As Mark Cohen points out in his well-written piece about the phenomena, it is the customer-centric providers that turbo-charge the legal tech movement. While the practice of law is unchanged, the delivery of legal products has changed immensely. Since the global financial crisis, the consumer dynamic has transformed radically, and law firms have lost the hegemony to the big four consultancy houses and all the before-mentioned contract management platforms. Legal consumers have gained more power, so law firms cannot dictate the prize and delivery model of legal services. As the legal consumers are getting used to using digital products in all other parts of their professional life, they will also demand that their legal work is handled with the same efficiency:
“Why the sudden legal investment boom; what’s changed; and what does it portend? Short answers: legal delivery is ripe for scaled transformation; legal buyers are driving change and have disaggregated legal practice from the delivery of legal services; and the lawyer-centric, labour-intensive, fragmented legal industry is ripe for tech and process-driven consolidation,“ Cohen remarks.
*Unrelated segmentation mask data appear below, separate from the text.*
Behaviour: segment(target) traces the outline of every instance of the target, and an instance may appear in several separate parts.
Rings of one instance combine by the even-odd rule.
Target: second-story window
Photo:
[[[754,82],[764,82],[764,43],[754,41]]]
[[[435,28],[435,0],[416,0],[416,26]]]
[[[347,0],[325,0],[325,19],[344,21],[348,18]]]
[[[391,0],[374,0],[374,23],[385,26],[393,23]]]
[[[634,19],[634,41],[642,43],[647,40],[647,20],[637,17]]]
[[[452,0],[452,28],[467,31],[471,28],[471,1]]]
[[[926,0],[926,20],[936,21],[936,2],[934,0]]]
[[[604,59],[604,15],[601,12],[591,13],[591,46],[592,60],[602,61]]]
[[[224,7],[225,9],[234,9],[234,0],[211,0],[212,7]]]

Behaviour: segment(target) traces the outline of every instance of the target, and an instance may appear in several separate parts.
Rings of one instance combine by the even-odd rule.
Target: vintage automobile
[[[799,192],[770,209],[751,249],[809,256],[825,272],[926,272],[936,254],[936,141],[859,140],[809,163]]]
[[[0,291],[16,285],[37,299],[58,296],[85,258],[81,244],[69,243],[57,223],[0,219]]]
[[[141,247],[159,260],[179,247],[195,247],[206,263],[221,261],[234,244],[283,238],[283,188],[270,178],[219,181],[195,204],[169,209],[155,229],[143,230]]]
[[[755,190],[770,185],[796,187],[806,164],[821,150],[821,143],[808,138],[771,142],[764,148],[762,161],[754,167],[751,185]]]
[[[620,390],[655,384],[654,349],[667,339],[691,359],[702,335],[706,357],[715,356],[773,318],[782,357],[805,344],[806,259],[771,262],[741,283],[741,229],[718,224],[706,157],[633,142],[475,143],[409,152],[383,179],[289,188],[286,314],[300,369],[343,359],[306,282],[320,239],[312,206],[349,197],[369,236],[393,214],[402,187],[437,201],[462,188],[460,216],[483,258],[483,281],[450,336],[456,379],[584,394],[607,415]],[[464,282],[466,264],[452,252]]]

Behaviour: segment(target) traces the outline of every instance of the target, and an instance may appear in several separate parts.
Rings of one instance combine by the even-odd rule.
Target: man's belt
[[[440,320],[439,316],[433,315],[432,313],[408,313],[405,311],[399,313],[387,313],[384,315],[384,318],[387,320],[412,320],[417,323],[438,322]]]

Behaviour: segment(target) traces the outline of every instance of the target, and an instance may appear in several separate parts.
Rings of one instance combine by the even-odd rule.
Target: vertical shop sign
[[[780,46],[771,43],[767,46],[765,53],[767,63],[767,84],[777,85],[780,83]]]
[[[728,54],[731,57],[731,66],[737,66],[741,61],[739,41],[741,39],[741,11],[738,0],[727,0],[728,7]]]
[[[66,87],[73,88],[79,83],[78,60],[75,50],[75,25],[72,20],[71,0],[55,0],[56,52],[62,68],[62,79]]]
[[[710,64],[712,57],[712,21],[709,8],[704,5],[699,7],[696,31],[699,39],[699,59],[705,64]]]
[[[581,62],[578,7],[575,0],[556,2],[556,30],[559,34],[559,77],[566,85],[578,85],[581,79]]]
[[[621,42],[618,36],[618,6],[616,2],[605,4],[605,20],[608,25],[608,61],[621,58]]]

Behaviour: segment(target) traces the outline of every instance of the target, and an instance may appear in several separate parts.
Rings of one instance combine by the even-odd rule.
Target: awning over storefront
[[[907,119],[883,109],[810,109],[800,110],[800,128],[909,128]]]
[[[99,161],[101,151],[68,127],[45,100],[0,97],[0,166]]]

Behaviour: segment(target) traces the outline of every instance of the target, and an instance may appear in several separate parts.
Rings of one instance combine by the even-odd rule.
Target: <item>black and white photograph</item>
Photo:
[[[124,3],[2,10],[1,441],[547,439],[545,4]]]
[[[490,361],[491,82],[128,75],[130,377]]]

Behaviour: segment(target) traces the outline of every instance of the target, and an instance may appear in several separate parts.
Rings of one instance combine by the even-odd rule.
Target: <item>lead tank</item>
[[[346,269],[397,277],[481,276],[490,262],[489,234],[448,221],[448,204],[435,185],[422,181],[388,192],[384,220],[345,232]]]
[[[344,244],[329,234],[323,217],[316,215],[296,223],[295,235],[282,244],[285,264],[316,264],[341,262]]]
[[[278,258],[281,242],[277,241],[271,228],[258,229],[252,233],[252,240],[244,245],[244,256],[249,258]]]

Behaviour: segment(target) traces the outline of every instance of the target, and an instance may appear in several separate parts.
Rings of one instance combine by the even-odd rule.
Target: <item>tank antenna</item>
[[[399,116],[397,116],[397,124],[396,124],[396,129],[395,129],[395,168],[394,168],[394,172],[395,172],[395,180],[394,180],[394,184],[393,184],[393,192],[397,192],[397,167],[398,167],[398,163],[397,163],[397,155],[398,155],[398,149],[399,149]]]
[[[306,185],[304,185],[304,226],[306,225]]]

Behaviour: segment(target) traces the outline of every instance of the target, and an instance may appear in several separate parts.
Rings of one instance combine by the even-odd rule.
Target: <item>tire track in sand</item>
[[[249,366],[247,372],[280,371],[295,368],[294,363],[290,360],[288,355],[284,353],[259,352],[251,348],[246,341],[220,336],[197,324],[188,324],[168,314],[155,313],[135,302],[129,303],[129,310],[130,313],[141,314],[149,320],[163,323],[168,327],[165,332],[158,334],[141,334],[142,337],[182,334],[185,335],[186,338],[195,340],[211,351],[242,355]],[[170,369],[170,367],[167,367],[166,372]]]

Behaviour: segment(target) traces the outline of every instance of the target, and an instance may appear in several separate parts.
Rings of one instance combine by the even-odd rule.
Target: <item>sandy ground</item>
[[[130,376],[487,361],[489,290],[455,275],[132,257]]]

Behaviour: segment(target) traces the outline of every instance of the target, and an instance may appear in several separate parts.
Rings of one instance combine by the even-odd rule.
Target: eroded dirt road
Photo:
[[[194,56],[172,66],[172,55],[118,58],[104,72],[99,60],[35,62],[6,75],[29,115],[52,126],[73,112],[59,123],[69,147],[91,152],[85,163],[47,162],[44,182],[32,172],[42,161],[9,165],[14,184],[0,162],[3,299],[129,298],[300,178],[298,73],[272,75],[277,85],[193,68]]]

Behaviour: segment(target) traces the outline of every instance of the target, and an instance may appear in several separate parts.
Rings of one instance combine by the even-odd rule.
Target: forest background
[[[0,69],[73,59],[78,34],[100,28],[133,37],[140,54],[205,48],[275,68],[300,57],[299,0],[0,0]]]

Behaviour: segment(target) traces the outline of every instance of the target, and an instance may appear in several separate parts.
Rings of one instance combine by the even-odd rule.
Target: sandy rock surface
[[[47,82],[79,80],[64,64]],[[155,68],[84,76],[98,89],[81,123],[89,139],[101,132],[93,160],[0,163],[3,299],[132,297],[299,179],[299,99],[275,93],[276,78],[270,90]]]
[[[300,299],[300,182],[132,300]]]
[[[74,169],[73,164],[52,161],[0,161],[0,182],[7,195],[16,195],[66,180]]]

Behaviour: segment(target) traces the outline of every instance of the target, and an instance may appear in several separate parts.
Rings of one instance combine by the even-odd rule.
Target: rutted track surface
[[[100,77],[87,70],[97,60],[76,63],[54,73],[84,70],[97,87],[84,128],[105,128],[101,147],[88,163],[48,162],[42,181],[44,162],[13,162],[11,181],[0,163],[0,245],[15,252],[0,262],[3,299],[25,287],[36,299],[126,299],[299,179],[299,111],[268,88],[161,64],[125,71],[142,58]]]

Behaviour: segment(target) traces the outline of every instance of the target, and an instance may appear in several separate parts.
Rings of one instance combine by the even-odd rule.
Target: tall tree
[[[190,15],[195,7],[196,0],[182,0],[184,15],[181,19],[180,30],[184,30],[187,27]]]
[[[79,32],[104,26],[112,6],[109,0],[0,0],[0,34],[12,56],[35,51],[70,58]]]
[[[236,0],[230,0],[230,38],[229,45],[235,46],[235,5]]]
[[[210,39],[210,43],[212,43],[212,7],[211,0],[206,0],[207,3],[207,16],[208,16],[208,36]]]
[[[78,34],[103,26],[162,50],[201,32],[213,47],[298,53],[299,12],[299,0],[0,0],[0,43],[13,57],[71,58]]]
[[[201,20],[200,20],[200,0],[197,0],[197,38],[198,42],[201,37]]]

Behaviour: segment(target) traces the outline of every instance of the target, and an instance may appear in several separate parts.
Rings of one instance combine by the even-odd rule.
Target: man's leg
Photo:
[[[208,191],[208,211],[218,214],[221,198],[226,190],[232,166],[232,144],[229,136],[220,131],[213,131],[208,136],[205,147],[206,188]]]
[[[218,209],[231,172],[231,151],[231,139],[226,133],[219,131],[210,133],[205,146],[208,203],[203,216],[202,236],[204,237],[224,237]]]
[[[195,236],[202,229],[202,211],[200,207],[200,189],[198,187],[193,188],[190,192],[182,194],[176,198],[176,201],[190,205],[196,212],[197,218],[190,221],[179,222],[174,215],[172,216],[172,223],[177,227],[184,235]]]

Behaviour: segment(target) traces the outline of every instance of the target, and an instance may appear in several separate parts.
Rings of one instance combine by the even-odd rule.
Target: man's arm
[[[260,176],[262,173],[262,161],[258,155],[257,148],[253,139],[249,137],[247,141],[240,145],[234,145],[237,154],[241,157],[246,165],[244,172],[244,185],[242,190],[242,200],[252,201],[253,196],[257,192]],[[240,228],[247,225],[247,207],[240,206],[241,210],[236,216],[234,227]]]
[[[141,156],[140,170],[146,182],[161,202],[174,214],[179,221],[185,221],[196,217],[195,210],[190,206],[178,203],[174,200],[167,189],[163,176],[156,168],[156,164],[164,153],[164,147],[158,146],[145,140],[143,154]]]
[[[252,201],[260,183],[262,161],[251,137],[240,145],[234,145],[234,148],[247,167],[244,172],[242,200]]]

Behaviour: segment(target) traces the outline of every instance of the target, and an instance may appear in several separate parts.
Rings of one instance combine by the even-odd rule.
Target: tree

Elsewhere he notes that “Clients — not lawyers — are now calling the shots and driving the transformation of the legal industry.”
With all that said, the consumer-demand has also changed the legal industry in the past few years. Despite being known as conservative, risk-averse and technophobic, the industry is taking important steps as more law firms establish innovations labs, tech hubs and development partnerships. With an industry this ripe for transformation that so far is largely untouched by technology, tech providers also have a massive potential to disrupt significant parts of a large and profitable space.
You can never say that there are not parts of the legal tech industry that is over-hyped and maybe even over-heated. But the market is still massively under-developed and the consumers consistently demand new delivery models that are mostly enabled by technological innovation. In that light, the current boom might only be the beginning of the great transformation.
As noted by Artificial Lawyer: “Investment into legal tech may be expanding like a bubble, but it is nowhere near close to its limits.”